Data were analyzed from 3,777 patients in the Japanese Biliary Atresia Registry (1989–2021). Incidence and treatment of PH were examined in all patients and in 20-year native liver survivors. A subgroup of 596 jaundice-free native liver survivors was divided into three groups: without PH (A), untreated PH (B), and treated PH (C). Patient characteristics, clinical outcomes, and survival analyses were performed.

Results

PH occurred in 46.4% of all patients, with gastroesophageal varices (35.1%) and hypersplenism (36.8%) being most common. Among 759 20-year native liver survivors, 49.8% had PH, largely diagnosed between 2 and 15 years. Group C patients were older at Kasai portoenterostomy and had more cholangitis.

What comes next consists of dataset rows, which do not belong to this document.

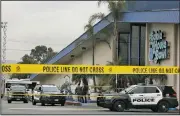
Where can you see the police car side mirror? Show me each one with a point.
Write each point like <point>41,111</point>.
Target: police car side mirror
<point>39,89</point>
<point>131,93</point>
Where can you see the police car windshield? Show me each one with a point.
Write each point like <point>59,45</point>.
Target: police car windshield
<point>18,87</point>
<point>50,89</point>
<point>128,89</point>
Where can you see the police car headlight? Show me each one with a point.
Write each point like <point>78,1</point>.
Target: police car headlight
<point>108,97</point>
<point>47,95</point>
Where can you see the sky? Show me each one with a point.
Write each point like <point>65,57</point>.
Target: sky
<point>52,23</point>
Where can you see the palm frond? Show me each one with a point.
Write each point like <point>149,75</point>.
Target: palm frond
<point>96,16</point>
<point>87,27</point>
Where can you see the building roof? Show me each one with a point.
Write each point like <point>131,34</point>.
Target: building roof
<point>138,12</point>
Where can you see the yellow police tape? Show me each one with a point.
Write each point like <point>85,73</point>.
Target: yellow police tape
<point>86,69</point>
<point>55,95</point>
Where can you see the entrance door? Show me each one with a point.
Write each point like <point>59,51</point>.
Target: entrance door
<point>124,47</point>
<point>137,44</point>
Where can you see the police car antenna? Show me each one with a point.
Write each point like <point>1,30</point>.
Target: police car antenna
<point>4,27</point>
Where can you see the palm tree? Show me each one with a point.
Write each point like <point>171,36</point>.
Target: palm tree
<point>89,28</point>
<point>114,7</point>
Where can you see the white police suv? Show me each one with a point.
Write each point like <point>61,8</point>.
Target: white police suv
<point>157,98</point>
<point>47,94</point>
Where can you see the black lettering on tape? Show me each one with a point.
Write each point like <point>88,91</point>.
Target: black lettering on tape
<point>6,68</point>
<point>143,100</point>
<point>65,69</point>
<point>50,69</point>
<point>83,69</point>
<point>139,70</point>
<point>74,69</point>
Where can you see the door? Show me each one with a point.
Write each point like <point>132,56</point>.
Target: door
<point>37,93</point>
<point>137,95</point>
<point>153,95</point>
<point>124,47</point>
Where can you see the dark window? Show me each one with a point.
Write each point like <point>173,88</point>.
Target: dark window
<point>169,90</point>
<point>138,90</point>
<point>151,90</point>
<point>50,89</point>
<point>138,36</point>
<point>123,47</point>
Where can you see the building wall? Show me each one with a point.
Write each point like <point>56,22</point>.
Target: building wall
<point>172,36</point>
<point>102,54</point>
<point>178,58</point>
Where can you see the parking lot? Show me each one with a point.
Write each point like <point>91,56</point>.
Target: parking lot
<point>18,108</point>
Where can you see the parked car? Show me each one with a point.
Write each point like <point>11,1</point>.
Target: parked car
<point>48,94</point>
<point>157,98</point>
<point>17,93</point>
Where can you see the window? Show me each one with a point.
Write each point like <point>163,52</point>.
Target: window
<point>36,88</point>
<point>50,89</point>
<point>123,47</point>
<point>151,90</point>
<point>138,36</point>
<point>138,90</point>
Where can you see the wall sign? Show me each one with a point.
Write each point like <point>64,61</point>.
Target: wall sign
<point>158,47</point>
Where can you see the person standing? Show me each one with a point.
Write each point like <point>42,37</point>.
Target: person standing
<point>78,92</point>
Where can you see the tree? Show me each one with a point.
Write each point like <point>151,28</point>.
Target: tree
<point>114,7</point>
<point>89,27</point>
<point>40,54</point>
<point>78,78</point>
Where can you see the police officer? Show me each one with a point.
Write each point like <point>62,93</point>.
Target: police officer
<point>78,92</point>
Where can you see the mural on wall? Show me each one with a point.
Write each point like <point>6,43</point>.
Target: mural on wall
<point>158,47</point>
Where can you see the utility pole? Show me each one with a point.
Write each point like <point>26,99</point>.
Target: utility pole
<point>3,58</point>
<point>4,27</point>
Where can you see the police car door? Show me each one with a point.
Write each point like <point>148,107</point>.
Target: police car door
<point>37,93</point>
<point>136,95</point>
<point>152,95</point>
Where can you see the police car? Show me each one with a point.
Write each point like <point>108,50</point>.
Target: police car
<point>47,94</point>
<point>17,93</point>
<point>157,98</point>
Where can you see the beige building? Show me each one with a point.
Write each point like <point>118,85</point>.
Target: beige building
<point>135,33</point>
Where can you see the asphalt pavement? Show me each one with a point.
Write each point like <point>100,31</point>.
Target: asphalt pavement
<point>18,108</point>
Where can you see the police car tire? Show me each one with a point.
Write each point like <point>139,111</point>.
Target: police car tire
<point>111,109</point>
<point>25,101</point>
<point>116,106</point>
<point>42,104</point>
<point>62,104</point>
<point>161,104</point>
<point>33,102</point>
<point>154,109</point>
<point>9,101</point>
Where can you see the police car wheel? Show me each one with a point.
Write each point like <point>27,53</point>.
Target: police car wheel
<point>163,106</point>
<point>111,109</point>
<point>42,104</point>
<point>25,101</point>
<point>154,109</point>
<point>62,104</point>
<point>33,102</point>
<point>9,101</point>
<point>119,106</point>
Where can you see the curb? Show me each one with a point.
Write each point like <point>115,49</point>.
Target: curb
<point>73,103</point>
<point>173,109</point>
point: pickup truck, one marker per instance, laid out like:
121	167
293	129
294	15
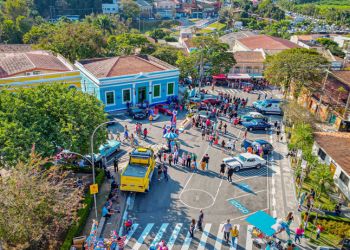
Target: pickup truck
137	175
245	160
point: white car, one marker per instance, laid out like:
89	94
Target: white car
245	160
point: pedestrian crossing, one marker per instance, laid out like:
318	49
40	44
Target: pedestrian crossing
177	237
238	91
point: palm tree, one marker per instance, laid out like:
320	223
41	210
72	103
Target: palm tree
322	179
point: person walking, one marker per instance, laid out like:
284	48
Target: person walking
165	172
206	160
229	174
170	159
227	229
176	157
160	170
299	233
192	227
222	168
234	234
200	220
116	165
145	132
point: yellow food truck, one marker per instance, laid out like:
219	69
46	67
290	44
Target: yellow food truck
137	175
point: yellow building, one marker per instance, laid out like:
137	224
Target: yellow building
35	67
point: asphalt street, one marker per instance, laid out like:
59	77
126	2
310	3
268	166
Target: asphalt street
165	212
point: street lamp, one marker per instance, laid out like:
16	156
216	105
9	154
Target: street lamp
93	158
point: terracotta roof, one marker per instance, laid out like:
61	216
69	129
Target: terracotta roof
267	43
16	63
336	145
249	57
15	48
124	65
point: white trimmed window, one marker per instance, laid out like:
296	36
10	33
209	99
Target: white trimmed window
126	95
110	98
170	88
156	91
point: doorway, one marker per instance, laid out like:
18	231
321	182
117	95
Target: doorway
142	95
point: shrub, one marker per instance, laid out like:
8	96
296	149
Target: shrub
83	214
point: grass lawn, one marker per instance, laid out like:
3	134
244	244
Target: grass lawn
325	239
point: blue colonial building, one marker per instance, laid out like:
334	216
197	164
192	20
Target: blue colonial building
124	80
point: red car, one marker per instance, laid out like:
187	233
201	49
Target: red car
164	109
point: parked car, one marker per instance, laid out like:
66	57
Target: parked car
266	146
243	161
137	113
164	109
253	116
256	125
256	104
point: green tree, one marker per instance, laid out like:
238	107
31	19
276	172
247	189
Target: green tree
126	44
302	136
37	206
210	51
188	66
167	54
74	41
296	68
48	117
130	9
322	179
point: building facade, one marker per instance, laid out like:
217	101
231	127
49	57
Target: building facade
32	68
129	80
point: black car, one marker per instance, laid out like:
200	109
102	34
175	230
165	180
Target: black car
137	113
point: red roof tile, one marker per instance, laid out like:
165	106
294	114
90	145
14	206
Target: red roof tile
267	43
15	63
124	65
249	57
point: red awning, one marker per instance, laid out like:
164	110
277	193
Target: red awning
220	77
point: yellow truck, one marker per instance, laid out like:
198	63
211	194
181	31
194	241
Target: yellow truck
137	175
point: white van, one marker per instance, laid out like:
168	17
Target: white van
273	108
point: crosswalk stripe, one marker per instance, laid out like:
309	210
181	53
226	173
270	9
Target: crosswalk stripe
174	235
204	236
249	240
131	232
219	238
187	242
234	246
143	236
159	235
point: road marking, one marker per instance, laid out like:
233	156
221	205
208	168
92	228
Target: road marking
143	236
249	240
264	190
174	236
234	246
131	232
159	235
204	236
187	242
219	238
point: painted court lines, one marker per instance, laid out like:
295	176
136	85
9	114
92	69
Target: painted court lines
177	236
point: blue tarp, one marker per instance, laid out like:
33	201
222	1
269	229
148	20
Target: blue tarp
263	222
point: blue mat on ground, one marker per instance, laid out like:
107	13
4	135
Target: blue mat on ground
263	222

Survival analysis showed best outcomes in group A and worst in group C. Conditional native liver survival analysis revealed group B initially had better NLSRs than group C, but differences diminished beyond 15 years.

Conclusion

In native liver survivors without jaundice following KP, PH influenced prognosis, but successful treatment enabled long-term survival comparable to patients with mild or no PH.